Coten put his hands on his thighs and cleared his throat. “Sure. My own training,” he said, still seated, “is in the philosophy of politics, as Harold’s is in law and history. I would just add the following. If—if—you think virtue and wisdom should have pride of place in our social decision-making, there is, and it’s distressing, there is no guarantee that decisions made that way will yield popular consent. The ‘wisdom of crowds’ is reassuring, and if you look hard enough you can find cases that seem to substantiate it. But there are too many negative results to sustain the idea. It just doesn’t look like the popular bears an inherent correspondence to the good. We take this as a truism in domains outside politics. In art, of course, but also in science. We don’t take polls to decide on the load-bearing capacities of bridge designs. We leave it to the people who know better. Should we assume politics must be different?

“So this is another way of seeing the dispute between the noble and the merchant, for whom popularity, in the end, not goodness, accuracy, quality, strength, beauty, and so forth, must be the guiding principle. And that’s just because the most valuable product, from the merchant’s point of view, must be the one that sells. Otherwise, well, he goes out of business.”

Relleau, a political correspondent for Halsley’s newspaper of record, with a master’s-level training in both history and anthropology, brushed blond curls from his eyes before taking his turn. “If one looks at our situation, where conceptions of the good are now beyond number, and where the communities answering to many of these conceptions are perpetually stymied in the elections, simply for lacking scale, numbers, it’s difficult to tell them that our political arrangements are as they should be. Anyway they aren’t listening, are they? Coalitions in the legislature, and between interest groups, are the obvious route in situations like this, and we have gotten that for some time. But what is more interesting, and newer, is how the last decade has seen a kind of turn toward other approaches, in particular, to certain forms of aggression, not always of a bloody sort, or mounted directly against the people, but against state institutions. Infrastructure—assembly halls, schools, and so forth. But that is still violence, dead bodies or not. And it might be a more potent one in the end, we don’t know. The elections, in November, might tell us. We’ll see how many are brave enough to show up at the polling stations.

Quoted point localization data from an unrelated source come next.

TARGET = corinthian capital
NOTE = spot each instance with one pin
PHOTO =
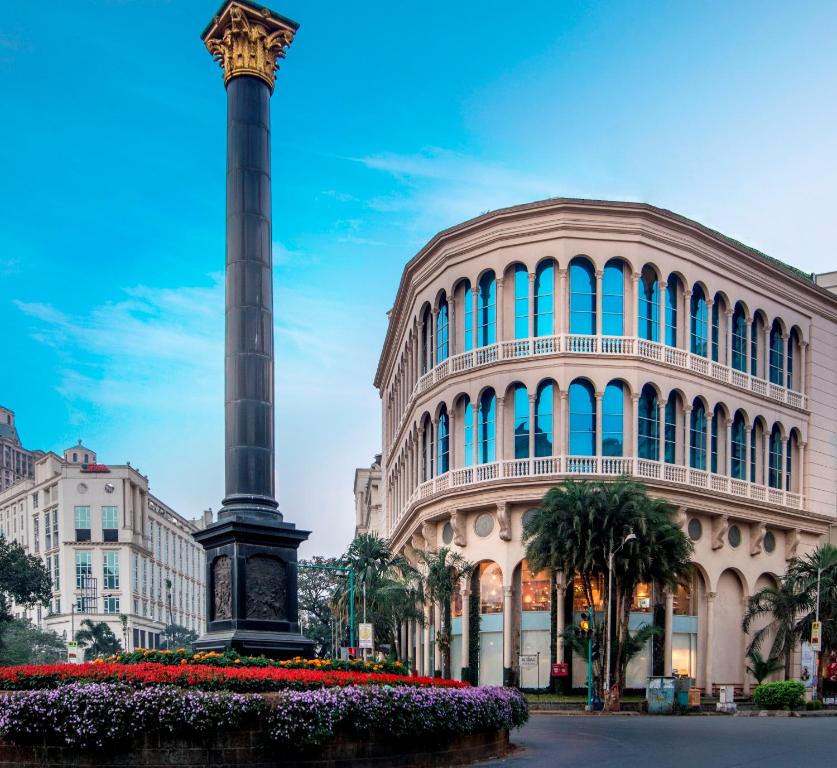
(247, 39)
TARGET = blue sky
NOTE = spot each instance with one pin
(390, 122)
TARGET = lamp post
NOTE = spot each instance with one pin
(630, 537)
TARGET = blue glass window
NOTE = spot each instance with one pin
(738, 448)
(544, 299)
(543, 420)
(671, 428)
(671, 310)
(739, 339)
(488, 409)
(582, 297)
(487, 310)
(649, 424)
(468, 432)
(521, 302)
(774, 475)
(521, 422)
(582, 419)
(613, 413)
(697, 436)
(649, 305)
(443, 444)
(468, 320)
(613, 300)
(442, 332)
(698, 322)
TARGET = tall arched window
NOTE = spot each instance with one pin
(582, 296)
(613, 299)
(582, 402)
(698, 322)
(649, 424)
(613, 412)
(442, 332)
(739, 339)
(488, 417)
(487, 311)
(774, 474)
(697, 436)
(521, 302)
(777, 354)
(672, 409)
(521, 422)
(649, 305)
(545, 299)
(738, 448)
(543, 420)
(443, 443)
(671, 310)
(467, 432)
(468, 319)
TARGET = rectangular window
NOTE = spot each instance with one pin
(82, 518)
(110, 562)
(110, 526)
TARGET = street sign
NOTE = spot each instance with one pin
(560, 670)
(365, 636)
(816, 636)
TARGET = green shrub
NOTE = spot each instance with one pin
(787, 694)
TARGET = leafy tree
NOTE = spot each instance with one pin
(97, 640)
(26, 643)
(444, 569)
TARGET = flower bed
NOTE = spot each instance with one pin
(96, 715)
(204, 678)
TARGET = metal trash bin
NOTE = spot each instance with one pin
(660, 695)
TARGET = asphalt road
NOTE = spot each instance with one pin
(555, 741)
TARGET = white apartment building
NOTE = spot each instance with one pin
(109, 545)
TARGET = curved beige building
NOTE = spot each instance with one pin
(578, 338)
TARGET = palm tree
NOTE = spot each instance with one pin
(444, 570)
(97, 639)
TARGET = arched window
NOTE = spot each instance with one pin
(442, 332)
(487, 310)
(582, 419)
(671, 310)
(443, 443)
(521, 302)
(738, 448)
(649, 424)
(698, 322)
(543, 420)
(613, 412)
(649, 305)
(777, 355)
(739, 339)
(545, 299)
(697, 436)
(468, 319)
(521, 422)
(467, 432)
(582, 296)
(672, 409)
(488, 412)
(774, 474)
(613, 299)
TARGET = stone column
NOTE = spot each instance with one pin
(507, 641)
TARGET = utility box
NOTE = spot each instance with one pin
(660, 695)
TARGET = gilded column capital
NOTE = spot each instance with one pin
(247, 39)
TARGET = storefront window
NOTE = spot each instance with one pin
(534, 589)
(491, 588)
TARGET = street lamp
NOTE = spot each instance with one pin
(630, 537)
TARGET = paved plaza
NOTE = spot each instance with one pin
(553, 741)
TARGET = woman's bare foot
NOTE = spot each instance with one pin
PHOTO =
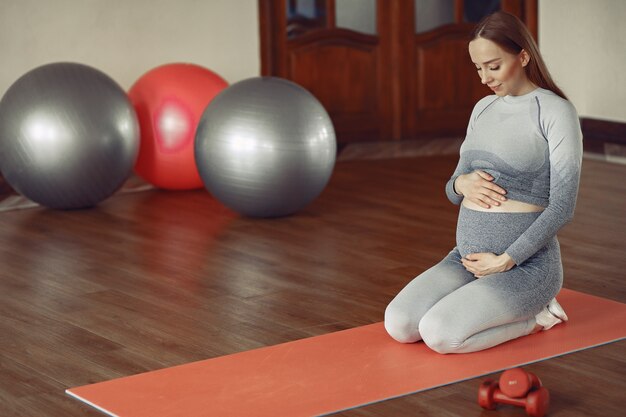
(549, 316)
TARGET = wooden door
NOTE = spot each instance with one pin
(399, 71)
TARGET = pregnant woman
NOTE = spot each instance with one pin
(516, 183)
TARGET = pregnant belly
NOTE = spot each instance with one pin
(490, 231)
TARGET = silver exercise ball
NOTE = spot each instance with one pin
(69, 136)
(265, 147)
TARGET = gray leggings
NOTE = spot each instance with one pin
(454, 312)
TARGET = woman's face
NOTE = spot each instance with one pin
(500, 70)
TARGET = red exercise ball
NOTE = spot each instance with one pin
(169, 101)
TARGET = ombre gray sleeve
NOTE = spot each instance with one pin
(561, 128)
(463, 166)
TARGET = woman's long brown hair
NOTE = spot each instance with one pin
(507, 31)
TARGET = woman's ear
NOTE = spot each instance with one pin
(524, 57)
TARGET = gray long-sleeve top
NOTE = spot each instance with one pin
(532, 146)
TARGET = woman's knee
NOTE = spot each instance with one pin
(400, 325)
(438, 335)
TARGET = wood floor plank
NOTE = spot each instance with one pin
(154, 279)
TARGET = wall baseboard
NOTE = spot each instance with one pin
(596, 133)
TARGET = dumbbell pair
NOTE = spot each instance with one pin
(515, 387)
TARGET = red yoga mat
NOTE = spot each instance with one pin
(339, 371)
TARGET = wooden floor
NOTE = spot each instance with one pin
(155, 279)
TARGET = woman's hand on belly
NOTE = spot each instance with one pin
(483, 264)
(478, 187)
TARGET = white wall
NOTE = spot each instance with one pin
(126, 38)
(584, 45)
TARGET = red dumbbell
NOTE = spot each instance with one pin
(515, 387)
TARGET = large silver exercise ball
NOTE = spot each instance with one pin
(265, 147)
(69, 136)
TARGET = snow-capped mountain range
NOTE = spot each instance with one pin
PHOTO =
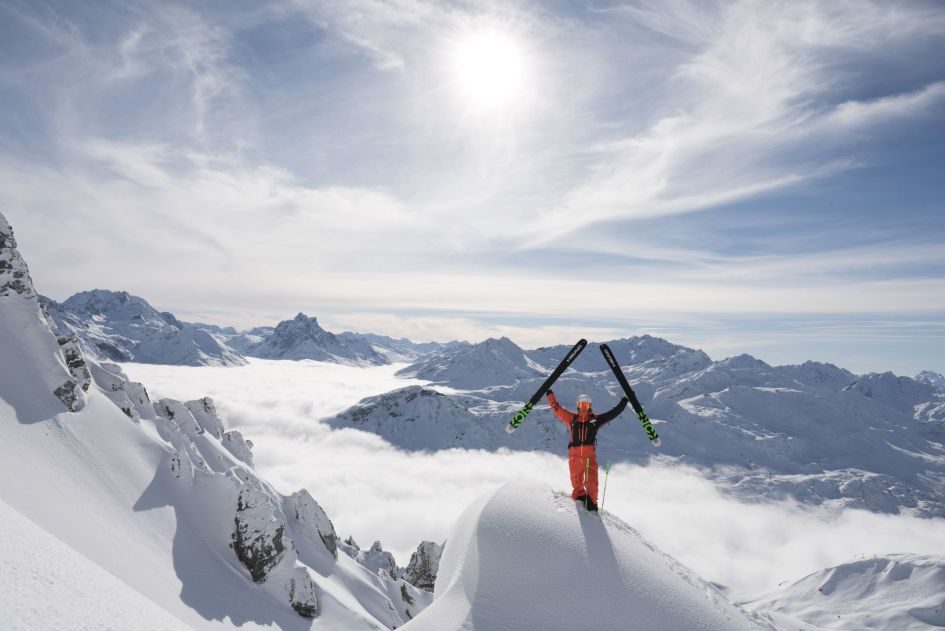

“In some ways, however, it isn’t an altogether different approach, because this extra-democratic aggression has itself turned coalitional. We hear of libertarians, and also the advocates of direct democracy, collaborating in some of the destruction—in its funding and sometimes its execution—of voting booths, subways, public monuments. We hear even of Muslim and Christian groups acting jointly. And they are targeting not just abortion clinics, but scientific institutions more generally: the flooding of UCLA’s genomics center, most recently. This sort of collaboration was unthinkable just ten years ago. But today they are agreed on something, the substance of which isn’t totally clear, even to them, one feels.

“But this is getting pretty speculative, so I think I’ll leave it there. What do you make of this, Anders? Your research intersects with this in interesting ways.”

The young sociologist with the burgeoning reputation, formerly of Bonn but now full-time at the Wintry Institute, leaned over the arm of his chair toward Relleau. “For just the reason you mention, I’m going to save my remarks for the discussion. If that’s all right,” he said, smiling broadly.

“That’s just fine, Anders,” Kames said. “I think they’ve had all they can take of general remarks, anyway. So, we’ll all do just twenty minutes or so, and at the end we will open up the discussion to our very patient audience, for an hour or beyond, whatever we are feeling like.

“And I did mean to say at the start—I’ll say it now—thank you, to our guests, fellows, and regular attendees, for coming to these sessions of the Wintry Institute. And of course to our founding donors, who have put us in a financial position to forget about finances. It’s left us free to follow the argument wherever it leads, to examine our homilies open-endedly, without thumbs on the scale. We are very lucky to be what we are. Let’s see where we go tonight.”